Americans focus on the future. Sometimes, in this patriot’s opinion, so much, that we forget the lessons of the past. Setting goals and being focused on the new day is our way and we have hope there is always a better tomorrow. That is part of the American dream. It’s why the settlers went west. They believed “there was gold in them thar hills!” There was more in the future. Always moving forward to tomorrow. In contrast to other cultures that might actually believe taking the planning of tomorrow away from God is a sin. This tells you why our culture and others at times falls into discourse if our basic values are at opposite ends of the spectrum.

Action/Work Orientation.

This is a lot like our relationship to time. We must find action to do to correct whatever is wrong. Or we should be busy with…something. As a rule, Americans plan and schedule a very busy day and feel guilty if they do not. We are hard-wired to do so by our parents who were hard-wired by their parents and so on. It’s an American thing. We plan very little time for leisure into our days. We now have terms such as “burnt out”
“workaholic” and more to describe what we do to ourselves. Again, we could take a lesson from our neighbors to our South and our European friends and plan more leisure into the day and work weeks.

Informality

This has continued to be true as time has progressed. In 2019, we are even more informal than in 1984. If you visit another country such as in Western Europe, for instance, the formality will be glaring if you are paying attention. Listen to the manner in which we talk and dress. Hopefully you will have taken some tips on how to pack when visiting another country, but the distinct way we talk is often far different than the way the English language was meant to be spoken. For instance, in England, they do not say, “can’t” but rather will go ahead and say, “cannot.” There are no shortcuts in wording because that just isn’t appropriate. This patriot isn’t saying we’re improper. We just are not as formal in our dress and speak as other countries and cultures. It is a fact as a rule.

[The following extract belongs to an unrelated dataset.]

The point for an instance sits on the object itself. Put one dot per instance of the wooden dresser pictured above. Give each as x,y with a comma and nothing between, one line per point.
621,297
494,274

Directness, Openness and Honesty.

Americans usually deliver information in a direct manner, even if the information is unpleasant. Other cultures may engage in small talk and weather, etc. before getting into the business of the needed conversation. This is good for us as Americans to know when dealing with people from different countries. We do live in a global society that is only a large as the Internet. We buy and sell in a global economy. When talking online with others, it is nice to understand their guides for acceptable conversation before jumping right into the nuts and bolts of business interactions.

Practicality and Efficiency.

Americans are known for being efficient and practical. We try to make decisions based on their own merits rather than the emotions of the situation. Although we can’t always do this on a situation by situation basis, we take pride in doing so when we can.

Materialism/Acquisitions.

This has changed somewhat since 1984. There are people who value a more minimalist lifestyle and even those of us who like our things cannot resist the decluttering and tiny house living posts on Pinterest.

Tiny House

Is Less Really More?

In 1984 there was more emphasis on the status of what we were able to accumulate rather than how well we were using those things. Now the emphasis is more on quality of enjoyment your gain from your things. All the advice on deciding whether to purchase and keep material things is supposed to rest on whether the item brings your heart joy. The emphasis is also on buying used upcycled products as well. Shabby chic is a style and a way of life for material possessions in 2019 and this is not going anywhere soon.

Our basic American Values as outlined by L Robert Kohls in 1984 have not changed in nearly 30 years since written. It was a reflection of our values over the entirety of our nation’s history. Our values are consistent, true, and steady. Look back over the list and see where you land. This patriot finds myself someplace in every single value, and I bet you do too.